What happened at Harvard, and then happened at Oberlin, is now being completed at Davidson: The history of American higher education indicates that such sequences of events run one way only. So any school that has a distinctively Christian character and wishes to retain it had better take great care before “opening up” the institution to the previously excluded.

Yet Jacobs goes on to say that times have changed so much, and so quickly, for Christians, that Wheaton would do well to open itself to fellow travelers from Rome (and presumably Orthodoxy):

At this juncture in the history of Christianity in the West—when it is besieged in so many ways by so many opponents—I am not sure that a school like Wheaton can afford to go it alone much longer. Even if we could, would it be wise and charitable to do so?

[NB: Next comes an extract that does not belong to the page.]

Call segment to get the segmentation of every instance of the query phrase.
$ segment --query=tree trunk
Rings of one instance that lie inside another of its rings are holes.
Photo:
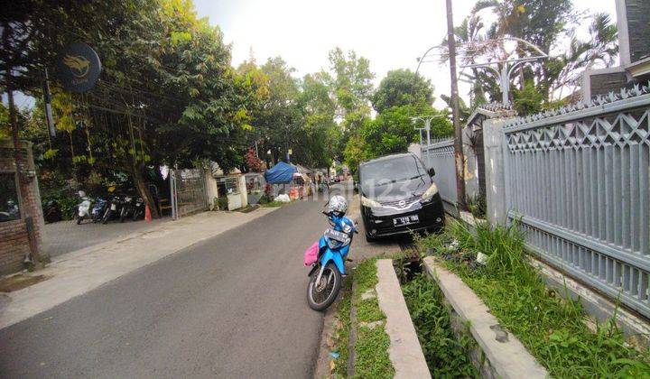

Jacobs concludes that it would not. Read the whole thing. It serves as a model on how to think through things like the Hawkins case, no matter which side you come down on — this, much more than the “Yoicks! Bigotry!” caterwauling from progressive Evangelicals.

An Orthodox Jewish university that excluded Gentiles from its faculty has good reason for doing so, though the day may come when those reasons no longer outweigh other concerns. Similarly, it is by no means wrong for Al Azhar, the most prestigious university in the Islamic world, to restrict its faculty to believing Sunni Muslims (if it does so; I don’t know). Doctrine matters, and doctrinal identity matters. To recap: none of this means that Dr. Larycia Hawkins was treated fairly by Wheaton in this case. I am not in a position to say. But the issue of doctrine and doctrinal identity is not clear cut. It matters very much who we say God is.

One way or another, this is a very important moment for the future of American Evangelicalism.